La negativa de la víctima hizo que sufriera al menos dos agresiones -una el martes en su lugar de trabajo y otra al día siguiente frente a su casa- a manos supuestamente de los inquilinos del poblado del matadero y que le amenazaran con 'matarnos o secuestrar a alguno de mis hijos si no accedíamos a dar el dinero'.

'Impuesto revolucionario'

El operario recuerda que ya abonó el 'impuesto revolucionario' al patriarca durante su primera estancia en el municipio hace dos años, cuando 'me dijo que le diera los cinco euros diarios por el trabajo que me había buscado'. Poco después regresó a su país 'porque no podía pagar ese dinero' y, ahora, después de volver sin su ayuda, 'resulta que me vuelve a exigir lo mismo como si fuera el jefe del pueblo cuando él vive muy bien sin trabajar ni hacer nada'.

Los agentes de la Policía Judicial de la Benemérita de Tordesillas investigan ahora la denuncia interpuesta por el trabajador rumano sin que hasta el momento hayan practicado detenciones.
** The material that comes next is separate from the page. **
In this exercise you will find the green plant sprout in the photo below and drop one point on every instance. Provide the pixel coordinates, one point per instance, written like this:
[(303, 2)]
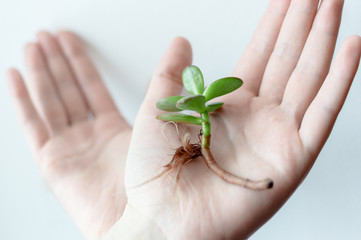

Una patrulla, eso sí, estuvo ayer en el municipio identificando a algunos ocupantes del poblado y vigilando la casa de la víctima.

El subdelegado del Gobierno, Cecilio Vadillo, confirma que 'la Guardia Civil está indagando sobre lo sucedido' y recordó que 'los ciudadanos rumanos pueden circular libremente por la Unión Europea con los únicos requisitos de pedir un certificado especial si permanecen más de tres meses dentro del país y un permiso de trabajo si les ofrecen algún contrato laboral'.

Vadillo, sin embargo, animó a las víctimas a denunciar situaciones como la que se está investigando en La Seca y matizó que las competencias sobre la existencia del poblado recaen sobre la Junta, en cuanto a la situación higiénico-sanitaria, y sobre el Ayuntamiento, al estar asentado sobre suelo de su titularidad.

El portavoz del Ejecutivo prometió que los agentes, al menos, 'estarán atentos para evitar nuevos incidentes'. Lo mismo desea el alcalde, Damián Recio. Este aclaró que está 'dispuesto a ayudar a las personas que demuestren que son honradas para que puedan vivir en buenas condiciones'.

Los antecedentes de otros asentamientos, como el de Ventosa de la Cuesta (2005) o Puente Duero (2006), demuestran que solo la intervención policial fue efectiva para desmantelarlos. El problema, sin embargo, solamente se mudó de sitio.